Academia has a special place in society as one of very few institutions expected to define and promulgate truth.  The more secular a society becomes, the more academia holds that power alone.  That is why the decline in standards of evidence within any branch of academia is so damaging.  Politics has always been the domain of liars and demagogues.  It has been the twin bulwarks of religious moral principle and hard, substantiated facts that have held politics in check in modern times.  We now live in a society where truths are no longer buttressed by either.  If tenured professors are not interested in facts, we should not be too surprised that no one else is.  Contemporary academic standards are not those of the hard sciences.  Instead, they are the soft standards of liberal arts – not of physics and chemistry, but of literature and narrative.  The question is no longer “Is it true?,” but “Does it make a compelling story?”  “Does it stir the audience’s feelings?”  “Does it have clear-cut heroes and clear-cut villains?”  This shift explains not only the weird synthesis of news with entertainment, but the equally bizarre prevalence of celebrity activism.  Why would anyone, thinking rationally, care what a sadism-obsessed deviant like Quentin Tarantino has to say about political or social issues?  People care because we live in a society without rational standards.  We do not have “credible authorities” – we only have “opinion makers.”

The government we are currently saddled with is saturated with officials from my generation.  We were taught, however subtly, that the standards of truth to which people should be held accountable depend on who they are and what they happen to be saying.  The grievances of minority groups, for example, can simply not be questioned.  The grievances of non-minority groups (white southerners are a perennial favorite) can be immediately reviled and dismissed.  Racism is back with a vengeance – the difference is that now you will be called racist if you attempt to point it out.  Relevant objective facts, like the prevalence of black-on-black crime, are excluded from consideration.  Politically acceptable “truth” isn’t to be found in facts, but simply in the recitation of the narrative.
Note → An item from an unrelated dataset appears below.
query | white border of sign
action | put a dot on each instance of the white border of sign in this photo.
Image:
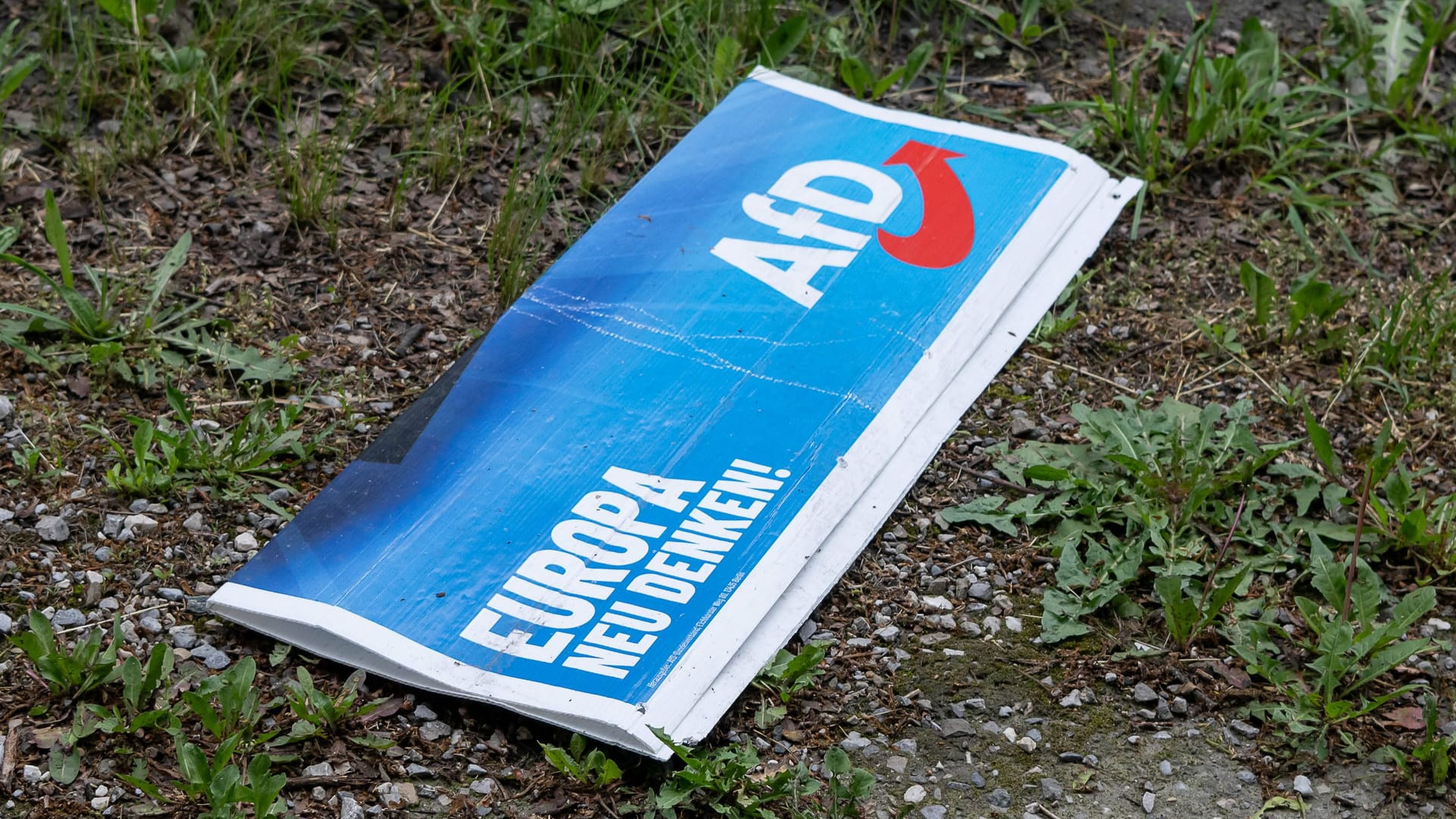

If the current state of things is terrible, the possibilities for the future are nearly unimaginable.  What would happen if the self-indulgent, sexually ambiguous thumb-suckers that inhabit university safe-spaces today, demanding trigger warnings so that their hypersensitive feeling aren’t scratched by anything factual, find their way into positions of real authority?  These monsters scare even the liberal Professor Frankensteins who created them. Mercifully, we may never know what a world run by student cry-bullies would be like – but only because it will either collapse or change before they manage to ascend to the throne.  In times of real scarcity, the people who put up the front money for university educations (parents, banks, or the Federal government) will figure out that investing money merely to produce unproductive narcissists is not only unprofitable, but redundant work.  Even the worst middle school in the poorest inner-city ghetto can make losers out of any human raw material provided, bad or good.  Indeed, contemporary culture probably produces losers without any educational assistance at all.  Even now, the actual demand for educationally-induced political activism is minuscule.  One elite school was all we needed to produce the narcissistic loser that occupies the White House now – and one of him has been quite enough to nearly bring the country to its knees.